Tuan dan Nona : Wanita Pendiam dan Suara Serak

"Senyum apa lagi itu sekarang, Nona?" (Tanya tuan yang keheranan) 


"Oh iya, tidak, maksudnya tidak ada,.  hanya hal yang tidak penting" (jawab nona sedikit gugup)

 
"hmm,  karena penting dan tidak penting itu relatif,  mari ceritakan" (jawab tuan tenang) 


"hah,  dasar kau tukang paksa, oke-oke baiklah. Kau ingat seorang wanita pendiam yang pernah ku ceritakan waktu itu? Pagi ini ku dengar suaranya serak" (jelas nona) 


"Lalu? " (Tanya sang tuan) 


"Hari ini dia banyak bicara, ia tidak diam seperti biasanya" (mata nona berbinar-binar seperti meberi sebuah tanda)


"hmm, lalu kau menyimpulkan sesuatu karena hal itu?" (jawab tuan coba menebak mata berbinar sang nona) 


"Tidak,  aku hanya berfikir. Pada satu titik,  seseorang yang ingin terlihat kuat,  kokoh  independen dan penyendiri sekalipun,  ia tetap ingin banyak bicara saat suaranya serak. Ia tetap ingin agar orang-orang memperhatikannya"


(Tuan hanya angguk-angguk) 


"Kadang,  aku berfikir,  apa dan mengapa manusia sangat fakir terhadap perhatian dari orang lain? Apa karena mereka membutuhkan orang lain agar menjaga mereka? Atau sekedar untuk mempertahankan eksistensi mereka saja,  agar keberadaan mereka mendapat pengakuan dari sebanyak-banyaknya orang ?" (ungkap nona) 


(Tuan masih mengangguk,  namun kini sambil tersenyum) 


"Tapi,  balik ke soal wanita pendiam tadi. Apapun itu,  aku senang,  sedikit demi sedikit ia mulai membuka sisi lemahnya,  bahwa ia membutuhkan orang lain. Setidaknya, untuk sekedar bertanya  'ada apa dengan suara mu ?' 'apa kau baik-baik saja'. Menurut ku  itu sungguh bagus dan menyehatkan baginya" (jelas nona lagi dengan suara rendah) 


"Menyehatkan karena itu membuatnya tau,  bahwa orang-orang juga memperhatikan kehidupannya?" (tanya tuan lembut) 


"Tentu saja" (balas nona juga sambil tersenyum) 


"Lagipula,  jika aku perhatikan,  kebanyakan teman-temanku atau mungkin juga aku,  juga banyak bicara saat suara serak. Padahal rasanya tidak enak,  tapi tetap saja,  kebutuhan untuk diperhatikan sepertinya jauh lebih penting.
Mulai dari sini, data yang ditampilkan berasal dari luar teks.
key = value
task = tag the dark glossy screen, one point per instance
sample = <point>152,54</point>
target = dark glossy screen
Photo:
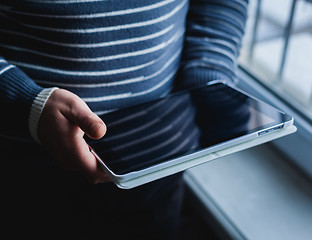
<point>150,133</point>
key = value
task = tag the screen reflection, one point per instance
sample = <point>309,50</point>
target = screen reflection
<point>150,133</point>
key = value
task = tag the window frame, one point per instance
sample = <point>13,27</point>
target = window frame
<point>297,147</point>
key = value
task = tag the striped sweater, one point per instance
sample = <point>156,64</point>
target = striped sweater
<point>111,53</point>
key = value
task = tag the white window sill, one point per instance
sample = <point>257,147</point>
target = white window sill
<point>254,194</point>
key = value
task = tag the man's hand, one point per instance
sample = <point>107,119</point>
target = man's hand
<point>64,120</point>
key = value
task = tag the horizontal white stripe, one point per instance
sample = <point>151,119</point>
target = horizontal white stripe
<point>129,95</point>
<point>112,84</point>
<point>112,28</point>
<point>105,58</point>
<point>6,68</point>
<point>82,73</point>
<point>99,15</point>
<point>95,45</point>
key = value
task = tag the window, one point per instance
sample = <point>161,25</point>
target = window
<point>277,54</point>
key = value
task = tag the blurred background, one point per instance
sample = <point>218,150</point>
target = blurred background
<point>277,48</point>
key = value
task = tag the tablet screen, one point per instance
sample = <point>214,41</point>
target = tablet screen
<point>180,124</point>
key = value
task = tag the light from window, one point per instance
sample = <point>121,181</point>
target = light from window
<point>277,49</point>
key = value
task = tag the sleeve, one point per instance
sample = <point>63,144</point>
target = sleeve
<point>21,103</point>
<point>214,31</point>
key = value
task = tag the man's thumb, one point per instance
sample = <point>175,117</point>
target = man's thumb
<point>81,115</point>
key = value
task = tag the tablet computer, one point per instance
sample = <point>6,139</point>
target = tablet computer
<point>162,137</point>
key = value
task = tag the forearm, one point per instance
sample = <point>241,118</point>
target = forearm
<point>213,38</point>
<point>21,101</point>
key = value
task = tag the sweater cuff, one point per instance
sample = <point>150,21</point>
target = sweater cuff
<point>36,110</point>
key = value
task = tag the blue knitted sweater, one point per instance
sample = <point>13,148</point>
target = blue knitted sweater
<point>111,53</point>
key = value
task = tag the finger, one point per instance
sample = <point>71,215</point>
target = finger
<point>80,114</point>
<point>89,166</point>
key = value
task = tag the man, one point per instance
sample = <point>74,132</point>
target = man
<point>65,62</point>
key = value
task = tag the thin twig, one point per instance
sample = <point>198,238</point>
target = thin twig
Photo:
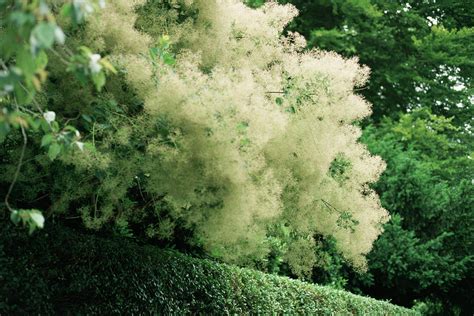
<point>18,168</point>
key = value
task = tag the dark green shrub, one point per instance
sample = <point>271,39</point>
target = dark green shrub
<point>61,271</point>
Lucu sekali ya?" (nona kembali tertawa dengan ucapannya sendiri)


"Haha,  lucu seperti kau yang tidak henti-hentinya memikirkan apa yang orang lain pikirkan" (jawab tuan sambil mengacak-ngacak rambut nona dihadapannya)


"Haha,  benar juga,  kadang aku juga berfikir,  apa aku bertanya hanya agar aku terlihat hebat,  di hadapan mu" (ujar nona sambil menatap tuan) 


"Oh benarkan? Jujur saja,  aku suka pernyataan itu. Tapi sungguh,  tak perlu repot-repot nona. Eksistensimu,  nyatanya telah mengisi hampir semua ruang-ruang, dalam diriku"


Obrolan sore itu,  obrolan di balkon kanan yang menghadap ke danau. Satu lagi, tuan dan nona,  di sore menuju malam.